A Mónica, con todo mi amor.
El final fue atroz. Nada que
ver con las apocalípticas películas hollywoodenses. No hubo cuenta regresiva ni
tortuosa espera, simplemente ocurrió. El cielo estrellado se tornó violáceo,
un espectáculo aterrador y sublime. Los pilares, monolíticos, imposiblemente
descomunales, ni siquiera sospechados por ciencia o misticismo algunos, se
incrustaron aquí y allá, presumiblemente por toda la superficie del globo
terráqueo que desde el inicio de los tiempos llamáramos hogar. No sólo aplastaron
todo a su paso, lo encajaron violentamente hasta profundidades inimaginables. El
estremecimiento de quienes tuvimos aquellos segundos extra jamás tuvo parangón,
ningún hombre desde la prehistoria, ninguna criatura que hubiese alguna vez
surcado cielo, mar o tierra atestiguó jamás semejante magnitud. Primero fue el
terror, pero de inmediato cundió la perplejidad. No más futuro, no más dilemas,
en un santiamén todo se volvió absurdo.
Cada decisión tomada, de entre
esa miríada de actos individuales y colectivos que a través del paso del Hombre,
ese paso que fuera lento y desorientado al principio, vertiginoso y con alguna
noción de propósito después; absolutamente toda decisión perdió sentido. La
recolección de semillas y frutos, la caza, la ardua lucha contra el rigor de la
naturaleza, la primera piedra tallada, las herramientas rupestres, las indecibles
veces en que anónimos precursores de Prometeo nos brindaran el fuego. La
invención del lenguaje y la mitología, los albores de la tecnología, el cambio
al sedentarismo, el paulatino sometimiento del entorno natural y el
establecimiento de las primeras civilizaciones, la noche en que se comenzó a
observar de veradad el firmamento, el momento inaugural de la reflexión. El
haber erigido templos e implementado sistemas de intercambio de bienes y de
convivencia, la ingenua genialidad de la acuñación de la palabra escrita, la
institución de la razón como parámetro para la fundamentación de todo acto
humano, el escalamiento de la disputa al nivel de la guerra, la potenciación de
la curiosidad y la indagación como primeros pasos de la mente científica, los incipientes
porqués y cómos trascendentales, el asumir seriamente la pregunta fundamental “¿de
dónde venimos?” El ensanchamiento, la progresión, la proliferación y la evolución
de todo todo lo anterior, sus estancamientos e interregnos, sus retrocesos e
involuciones, la repentina explosión de los ritmos creador y destructor del
hombre hasta su incuestionable supremacía aparente. Cada dolor de parto y cada
nacimiento, toda risa y juego infantiles, cada trauma. Toda percepción de
abrigo y amor o de rechazo materno, toda admiración u odio hacia el padre, todo
orgullo y todo desengaño de cada hijo. Toda lucha interna por hallar un lugar
en el mundo y un sentido a la existencia. Cada pasión, cada amor y cada nuevo
desengaño. Cada sacrificio, cada abuso, cada prueba de carácter y cada mentira.
Todo fracaso y arrepentimiento, junto con cada éxito y regocijo. Cada dilema y cada
certeza. Todo, sin excepción, todo perdió sentido. Bien podría no haber
ocurrido jamás. En un solo instante se transitó de la infinita abundancia de
posibilidades al nihilismo tajante. Así fue.

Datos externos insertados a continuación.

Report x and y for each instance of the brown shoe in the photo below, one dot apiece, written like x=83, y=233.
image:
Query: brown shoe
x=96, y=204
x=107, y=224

Entonces, teniéndote a mi lado
por una insignificante circunstancia fortuita, volteamos a vernos y el terror y
el desconsuelo en nuestros ojos nos afligió aún más que la inminencia certera
del exterminio definitivo. Tus ojos llenos de espanto me hablaron desde la indefensión
más contundente. Debiste hallar lo mismo en los míos pues sólo tal horror habría
podido desbordar aquel gesto ya superlativo. Fue lo que nos despabiló. Mi
expresión se fue derritiendo hasta la calma. La tuya le siguió. Te sonreí y tú,
sin comprender del todo me correspondiste. Habíamos vivido una relación llena
de altibajos, quizás como todas o puede que hasta más. Pero todos los momentos
que compartimos habían valido la pena. No lo fuiste todo sino más, mucho más de
lo que nunca pude ni habría podido asimilar. En tus manos, las mías alcanzaron
los límites de mi finitud. Las entrelazamos. En tu cuerpo estuvo siempre mi
hogar. Te estreché entre mis brazos. En tus labios accedí al mundo que hay
fuera de ese que se desmoronaba con vértigo. Te besé, y en el te amo implícito
finalmente nos fundimos en un solo ser, tal como siempre habíamos deseado. Fue
el día más maravilloso de toda mi vida.